On arrive à prendre autant de plaisir en tant que directeur sportif qu'en tant que footballeur?

 

Non, pas du tout. Le jeu, c'est de l'émotion, de la tension, de l'adrénaline, de la prise de responsabilités, le bonheur de gagner, la tristesse de perdre… Tout cela, c'est le terrain qui te le donne, d'une manière très directe. Et tu n'as aucun moyen de te cacher. C'est valable pour le football, mais aussi pour tous les sports, d'ailleurs. Un tennisman comme Rafa Nadal est seul avec sa raquette sur un court: s'il perd, il n'y a aucune excuse, car sur un terrain de jeu, il n'y a personne derrière qui se cacher. Quand tu gères une équipe, gagner un titre va évidemment te procurer des émotions, mais rien d'aussi fort que lorsque tu es sur le terrain. Jamais.

 

Comment êtes-vous arrivé à Marseille?

 

Après avoir quitté le Barça au début de l'année 2015, j'ai eu plusieurs propositions, mais aucune n'était vraiment satisfaisante. Et puis on m'a proposé le challenge de l'OM, à l'automne 2016. Pour moi, l'OM, c'était d'abord le club qui avait joué deux finales de Ligue des champions au début des années 90: j'avais gagné celle de 1992 avec le Barça, eux avait perdu celle d'avant contre l'Étoile rouge de Belgrade, et gagné celle d'après contre le Milan. Cela représente quelque chose, même si je n'ai jamais affronté l'OM à cette époque. Et puis, j'avais d'anciens coéquipiers qui avaient évolué ou vécu ici, comme Michel par exemple. L'idée m'a séduite, et j'ai rencontré Jacques-Henri [Eyraud] à Paris, qui m'a expliqué le projet. Cela m'a semblé intéressant, et je dois dire que l'idée de revenir aux affaires, et de vivre une nouvelle expérience à l'étranger, après celles vécues à l'Athletic Bilbao et au Barça, me plaisait assez. Sans compter qu'il n'y avait pas de projet équivalent en Espagne.
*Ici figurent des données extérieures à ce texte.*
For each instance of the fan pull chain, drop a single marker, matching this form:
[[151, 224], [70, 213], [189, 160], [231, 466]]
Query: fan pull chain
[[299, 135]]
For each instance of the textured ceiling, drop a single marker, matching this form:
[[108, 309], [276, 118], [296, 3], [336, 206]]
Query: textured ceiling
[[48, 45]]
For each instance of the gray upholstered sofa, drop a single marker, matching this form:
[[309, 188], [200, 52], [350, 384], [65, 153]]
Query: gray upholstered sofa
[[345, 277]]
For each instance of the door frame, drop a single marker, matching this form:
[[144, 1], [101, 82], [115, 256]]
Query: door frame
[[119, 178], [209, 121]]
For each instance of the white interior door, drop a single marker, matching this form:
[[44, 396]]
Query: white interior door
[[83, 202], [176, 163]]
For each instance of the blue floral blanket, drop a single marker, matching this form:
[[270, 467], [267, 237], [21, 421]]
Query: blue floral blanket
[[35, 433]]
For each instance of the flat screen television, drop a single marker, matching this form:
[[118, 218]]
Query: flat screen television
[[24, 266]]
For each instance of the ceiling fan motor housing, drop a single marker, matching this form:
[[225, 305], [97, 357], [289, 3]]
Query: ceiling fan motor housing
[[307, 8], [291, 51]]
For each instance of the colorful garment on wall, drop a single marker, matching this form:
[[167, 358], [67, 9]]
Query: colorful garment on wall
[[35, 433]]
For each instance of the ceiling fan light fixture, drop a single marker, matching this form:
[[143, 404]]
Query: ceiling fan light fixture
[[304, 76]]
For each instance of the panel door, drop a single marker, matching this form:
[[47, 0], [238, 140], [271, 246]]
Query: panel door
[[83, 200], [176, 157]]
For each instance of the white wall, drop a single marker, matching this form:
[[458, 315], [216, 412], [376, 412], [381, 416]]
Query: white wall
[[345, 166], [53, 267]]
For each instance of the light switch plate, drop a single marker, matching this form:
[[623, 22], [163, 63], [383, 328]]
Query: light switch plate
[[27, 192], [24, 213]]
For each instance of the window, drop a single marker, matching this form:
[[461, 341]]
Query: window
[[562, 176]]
Et puis je suis basque, alors j'avais quelques facilités avec la langue française. Bref, cela me semblait une façon intéressante de sortir de ma zone de confort, de découvrir une nouvelle culture, et d'apprendre de nouvelles façons de travailler.

 

« Le propriétaire peut être étranger, tant qu'il s'implique dans le club, qu'il est préoccupé par son développement… »

 

À Marseille, il y a un propriétaire américain dans un club français, et donc un directeur sportif espagnol. Cette mondialisation du football, vous l'analysez comment?

 

C'est particulier pour moi, parce que les deux clubs dans lesquels j'ai travaillé précédemment, l'Athletic et le Barça, sont tous deux détenus par leurs socios. Cela m'a amené à travailler à chaque fois avec des gens de la «maison», comme Pep [Guardiola] ou Tito [Vilanova] [1]. Mais il faut reconnaître que ce sont deux contextes assez particuliers car dans le football d'aujourd'hui, on travaille à une autre échelle. Bien sûr, le football doit garder des attaches locales: quand tu es à Marseille, tu mesures l'importance d'un stade comme le Vélodrome et ce qu'il représente pour les gens. Mais la diffusion du sport est plus globale. Selon moi, cette globalisation n'est en soi ni bonne ni mauvaise. Le propriétaire peut être étranger, tant qu'il s'implique dans le club, qu'il est préoccupé par son développement…Et c'est le cas ici à Marseille, avec l'idée de mettre en place un musée, des dispositifs qui permettent la croissance du club. Évidemment, il faut savoir s'adapter. Avec Rudi [Garcia], nous sommes arrivés quasiment en même temps, et il a fallu un temps de calage sur les méthodes, la langue… Il faut avoir une certaine flexibilité dans son mode de fonctionnement pour que cela marche, et c'est le cas chez nous.

 

Quand on parle de l'OM, on pense forcément à la très forte identité que véhicule ce club. Comment travaillez-vous à l'échelle locale?

 

Je raconte souvent cette anecdote: quand je suis arrivé, l'une des choses qui m'a le plus surpris s'est produite lors d'un de mes premiers déplacements, à Lorient. Nous avions marqué le premier but, et la moitié du stade s'était levée pour le célébrer. Alors que nous étions à l'autre bout de la France, bien loin de la Méditerranée… Marseille est plus bien plus grande que les limites de la ville! Il faut avoir cela en tête, même si une partie importante de notre projet est de tisser de fortes relations avec le tissu régional. Cela implique à la fois une forme de responsabilité sociale, mais aussi de proximité avec les acteurs locaux. Nous avons établi vingt-et-un accords avec des clubs du secteur, mais il y en a plus de quatre-vingt dans le coin. Nous apprenons à fonctionner avec eux, et à voir ce qu'il est possible de développer. Cela n'avait encore jamais été fait ici, donc on apprend petit à petit. À Bilbao, cette démarche existe depuis cinquante ans…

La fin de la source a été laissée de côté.